# Read_Write_and_Validate Data in PySpark

We need to always begin every Spark Session by creating a Spark instance. We can do so as below.

In [3]:
import findspark
findspark.init()

import pyspark
from pyspark.sql import SparkSession

spark = SparkSession.builder.appName("ReadWriteVal").getOrCreate()

cores = spark._jsc.sc().getExecutorMemoryStatus().keySet().size()
print("You are working with", cores, "core(s)")

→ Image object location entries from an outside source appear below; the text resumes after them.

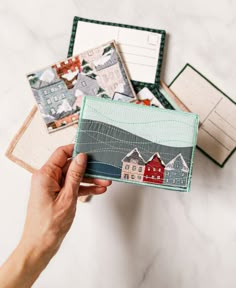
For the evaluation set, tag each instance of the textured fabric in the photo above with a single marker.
(138, 144)
(60, 88)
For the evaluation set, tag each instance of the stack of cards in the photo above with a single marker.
(110, 85)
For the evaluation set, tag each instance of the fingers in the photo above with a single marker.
(99, 182)
(75, 174)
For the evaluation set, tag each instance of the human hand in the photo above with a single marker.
(51, 209)
(54, 192)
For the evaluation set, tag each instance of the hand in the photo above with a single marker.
(51, 209)
(54, 192)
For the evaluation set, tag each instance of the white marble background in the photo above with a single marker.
(130, 237)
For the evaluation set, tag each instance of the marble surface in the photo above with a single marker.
(131, 236)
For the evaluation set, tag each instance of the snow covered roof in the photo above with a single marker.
(158, 156)
(170, 165)
(134, 154)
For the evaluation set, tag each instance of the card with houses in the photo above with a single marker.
(137, 144)
(60, 88)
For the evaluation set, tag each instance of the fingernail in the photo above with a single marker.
(81, 159)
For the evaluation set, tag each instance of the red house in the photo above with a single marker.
(154, 170)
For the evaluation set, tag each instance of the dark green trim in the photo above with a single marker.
(189, 65)
(137, 85)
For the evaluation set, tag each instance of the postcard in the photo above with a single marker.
(60, 88)
(137, 144)
(217, 113)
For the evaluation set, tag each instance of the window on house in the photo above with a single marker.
(53, 111)
(40, 107)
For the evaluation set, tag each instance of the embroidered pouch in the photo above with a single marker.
(137, 144)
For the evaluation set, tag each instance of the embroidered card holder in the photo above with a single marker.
(141, 48)
(60, 88)
(137, 144)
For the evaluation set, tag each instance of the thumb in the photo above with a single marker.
(75, 173)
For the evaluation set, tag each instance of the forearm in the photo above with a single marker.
(22, 268)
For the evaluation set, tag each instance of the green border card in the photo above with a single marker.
(142, 49)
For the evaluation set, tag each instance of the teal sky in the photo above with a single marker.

# This will help us to get a link to the Spark UI 
spark

You are working with 1 core(s)


## Read a CSV file in Spark

In [5]:
path = 'C:/Users/kava2/Documents/Udemy/Spark_Datasets/'

pga = spark.read.csv(path + 'pga_tour_historical.csv', inferSchema = True, header = True)

### 1) View First 5 lines of the DataFrame

Let us view the first five lines of the dataframe to see what is inside it. We can do this two ways.

In [8]:
pga.show(5)

+---------------+------+----------------+--------------------+-----+
|    Player Name|Season|       Statistic|            Variable|Value|
+---------------+------+----------------+--------------------+-----+
|Robert Garrigus|  2010|Driving Distance|Driving Distance ...|   71|
|   Bubba Watson|  2010|Driving Distance|Driving Distance ...|   77|
| Dustin Johnson|  2010|Driving Distance|Driving Distance ...|   83|
|Brett Wetterich|  2010|Driving Distance|Driving Distance ...|   54|
|    J.B. Holmes|  2010|Driving Distance|Driving Distance ...|  100|
+---------------+------+----------------+--------------------+-----+
only showing top 5 rows



In [9]:
pga.limit(5).toPandas()

Unnamed: 0,Player Name,Season,Statistic,Variable,Value
0,Robert Garrigus,2010,Driving Distance,Driving Distance - (ROUNDS),71
1,Bubba Watson,2010,Driving Distance,Driving Distance - (ROUNDS),77
2,Dustin Johnson,2010,Driving Distance,Driving Distance - (ROUNDS),83
3,Brett Wetterich,2010,Driving Distance,Driving Distance - (ROUNDS),54
4,J.B. Holmes,2010,Driving Distance,Driving Distance - (ROUNDS),100


#### Note that converting the Spark dataframe to a pandas dataframe using the toPandas() method is not time or memory efficient.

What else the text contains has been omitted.